Libya ex-rebels lift blockade of oil refinery

Former rebels demanding medical care lifted on Wednesday a three-day blockade of an oil refinery in the Libyan town of Zawiya that had brought production to a halt, an AFP reporter said.

The ex-rebels and the National Oil Company had reached agreement and production at the refinery, which accounts for 18 percent of Libya's domestic fuel needs, had resumed, according to NOC spokesman Mohammed al-Hrairi.

The ex-rebels launched their protest on Monday, blocking two entrances to the refinery with mounds of sand and posting men outside a third to prevent anyone from entering or leaving the facility.

The AFP reporter said that by Wednesday afternoon the protesters had dispersed, the blockades had been removed and fuel trucks were seen leaving the refinery.

The former rebels, who are demanding ongoing medical care for wounds they received in battles during the revolution that toppled Moamer Kadhafi in 2011, had already staged similar protests at the refinery twice last year.
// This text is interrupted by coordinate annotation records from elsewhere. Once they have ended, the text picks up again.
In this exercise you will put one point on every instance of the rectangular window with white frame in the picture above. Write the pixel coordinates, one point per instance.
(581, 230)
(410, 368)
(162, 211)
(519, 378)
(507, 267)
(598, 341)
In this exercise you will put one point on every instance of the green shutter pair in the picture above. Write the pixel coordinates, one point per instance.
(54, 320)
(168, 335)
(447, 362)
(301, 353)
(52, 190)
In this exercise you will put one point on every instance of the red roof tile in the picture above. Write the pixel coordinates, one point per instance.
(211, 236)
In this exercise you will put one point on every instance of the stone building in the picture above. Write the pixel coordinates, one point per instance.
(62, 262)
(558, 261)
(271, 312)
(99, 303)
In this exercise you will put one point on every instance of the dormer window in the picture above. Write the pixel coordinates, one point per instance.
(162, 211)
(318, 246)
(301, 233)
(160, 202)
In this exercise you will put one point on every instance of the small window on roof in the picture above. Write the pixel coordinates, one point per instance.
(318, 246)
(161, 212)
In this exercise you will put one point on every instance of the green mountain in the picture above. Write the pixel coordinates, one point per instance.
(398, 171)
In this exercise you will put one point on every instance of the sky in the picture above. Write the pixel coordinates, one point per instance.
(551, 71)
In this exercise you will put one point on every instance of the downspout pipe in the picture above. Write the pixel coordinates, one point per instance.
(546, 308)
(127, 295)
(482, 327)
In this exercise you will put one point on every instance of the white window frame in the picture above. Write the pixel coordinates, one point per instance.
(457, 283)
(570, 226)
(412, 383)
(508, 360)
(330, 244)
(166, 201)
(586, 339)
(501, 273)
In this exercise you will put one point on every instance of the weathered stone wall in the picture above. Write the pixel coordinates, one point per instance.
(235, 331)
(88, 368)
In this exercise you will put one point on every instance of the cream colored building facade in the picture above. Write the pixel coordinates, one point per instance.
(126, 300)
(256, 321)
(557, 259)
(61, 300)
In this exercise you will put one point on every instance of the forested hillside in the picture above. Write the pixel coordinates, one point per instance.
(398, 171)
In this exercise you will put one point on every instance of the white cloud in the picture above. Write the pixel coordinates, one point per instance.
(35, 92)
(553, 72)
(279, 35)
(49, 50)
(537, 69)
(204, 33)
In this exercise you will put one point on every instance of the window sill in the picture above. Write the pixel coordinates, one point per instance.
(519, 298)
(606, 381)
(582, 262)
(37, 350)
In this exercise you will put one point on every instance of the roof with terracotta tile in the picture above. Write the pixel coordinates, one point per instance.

The Zawiya plant produces some 120,000 barrels a day of fuel and derivatives. In addition to its national role, its output also covers some 70 percent of western Libya's needs.

Queues began forming on Wednesday at petrol stations in Tripoli and its suburbs amid fears of fuel shortages because of the protest.

Libyans often seek medical treatment abroad because of the poor state of services at home.

A government programme to provide medical care outside the country to former rebels was halted after it was abused on several occasions.

On Tuesday, the International Monetary Fund warned that Libya's economy was expected to contract by 5.1 percent this year because of oil output disruptions triggered by protests.

Current output is estimated to have dropped to 250,000 barrels per day, from 1.5 million bpd before the protests erupted in July, an NOC official told AFP last week.